Mother Nature has flung Her range of weather at us of late,  short stretches of cold,  sweltering summer-like temps, blustery rains;  wait 20 minutes, and it might all happen- as others experience more record-breaking storms, tornadoes, dust storms and drought...the list goes on and on.  Weather is an indicator.  Like symptoms of the body,  Mother Gaia uses weather as her regulator and expression.   Pat Robertson had it almost right about the prayer in the Midwest;  the earth is always in process of manifesting the energy within the matrix of our connections,  us with Her,  with all other life forms, within the cradle of the Cosmos.

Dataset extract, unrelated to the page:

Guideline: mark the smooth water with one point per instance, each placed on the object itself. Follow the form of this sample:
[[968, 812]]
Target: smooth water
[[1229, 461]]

So as I walked out the door this morning on the heels of last night's rain, and into the stiff winds,  I decided to head to the park where I knew the weather would chase off most folks.  Sure enough,  as I rounded the path,  I had the luxury of sliding into an easy gait without stress from cars and most anyone else...the solitude I always crave but seldom find.   Diana the Huntress was known for her solitary nature, taking off into the woods and finding the elements of herself apart from the pressures of life.  In recent news,  the view of those who live alone is being redefined as positive, empowering, blasting the old stereotypes of 'loneliness.'

Women, we need our space and time apart from the pressures of men and the world where definitions of who we are and why will continue to pollute our own growth process.  Never before has it been so important to protect and cultivate our power and connections with ourselves and one another.   Before you seek romance, success, material fulfillment,  go on an adventure to find yourself.   Take off into the first interesting path that calls you, where the trees open up into wide skies and stars, and the light is shimmering down to bathe you in luminescence.  Believe you are the incarnation of every huntress who found herself compelled to take off, to run, dance, sing, create, breathe life into the weary world.  When you doubt yourself the most,  that's when the impulse can be strongest.  We can never be done with the quest, and there is no 'final destination'...but the gifts of certainty and inner confidence are the reward.